从变量中删除const-ness

Question

i'm trying to remove const-ness from a variable (char*), but for some reason when i try to change the value, the original value of the const variable still remains the same.

 const char* str1 = "david";
 char* str2 = const_cast<char *> (str1);
 str2 = "tna";

now the value of str2 changes but the original value of str1 remains the same, i've looked it up on Google but couldn't find a clear answer.

when using const_cast and changing the value, should the original of the const variable change as well ?

Answer 1

The type of str1 is const char* . It is the char that is const , not the pointer. That is, it's a pointer to const char . That means you can't do this:

str1[0] = 't';

That would change the value of one of the const char s.

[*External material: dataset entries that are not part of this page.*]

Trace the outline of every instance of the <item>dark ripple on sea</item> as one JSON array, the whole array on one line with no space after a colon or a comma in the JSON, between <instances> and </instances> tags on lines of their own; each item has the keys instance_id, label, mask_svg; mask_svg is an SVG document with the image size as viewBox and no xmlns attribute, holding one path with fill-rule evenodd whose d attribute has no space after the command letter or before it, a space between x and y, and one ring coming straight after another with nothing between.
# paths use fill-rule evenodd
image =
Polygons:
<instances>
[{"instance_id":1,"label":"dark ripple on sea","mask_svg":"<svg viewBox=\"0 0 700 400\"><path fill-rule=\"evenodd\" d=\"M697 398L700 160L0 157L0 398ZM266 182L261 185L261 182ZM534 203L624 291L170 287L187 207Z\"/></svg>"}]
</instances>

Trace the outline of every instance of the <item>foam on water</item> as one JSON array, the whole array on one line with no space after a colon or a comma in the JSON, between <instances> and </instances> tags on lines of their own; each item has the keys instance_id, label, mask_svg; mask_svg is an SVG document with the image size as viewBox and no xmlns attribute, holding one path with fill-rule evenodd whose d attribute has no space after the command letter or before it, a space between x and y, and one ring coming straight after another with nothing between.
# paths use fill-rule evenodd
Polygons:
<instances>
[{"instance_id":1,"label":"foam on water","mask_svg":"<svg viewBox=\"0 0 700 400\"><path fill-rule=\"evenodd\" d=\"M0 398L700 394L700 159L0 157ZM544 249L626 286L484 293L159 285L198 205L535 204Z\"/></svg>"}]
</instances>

Now, what you're doing when you do str2 = "tna"; is changing the value of the pointer. That's fine. You're just changing str2 to point at a different string literal. Now str1 and str2 are pointing to different strings.

With your non- const pointer str2 , you could do str2[0] = 't'; - however, you'd have undefined behaviour. You can't modify something that was originally declared const . In particular, string literals are stored in read only memory and attempting to modify them will bring you terrible misfortune.

If you want to take a string literal and modify it safely, initialise an array with it:

char str1[] = "david";

This will copy the characters from the string literal over to the char array. Then you can modify them to your liking.

Answer 2

str2 is simply a pointer. And your code just changes the value of the pointer, the address, not the string to which it points.

What's more, what you are attempting to do leads to undefined behaviour , and will most likely result in runtime errors. All modern compilers will store your string "david" in read-only memory. Attempts to modify that memory will lead to memory protection errors.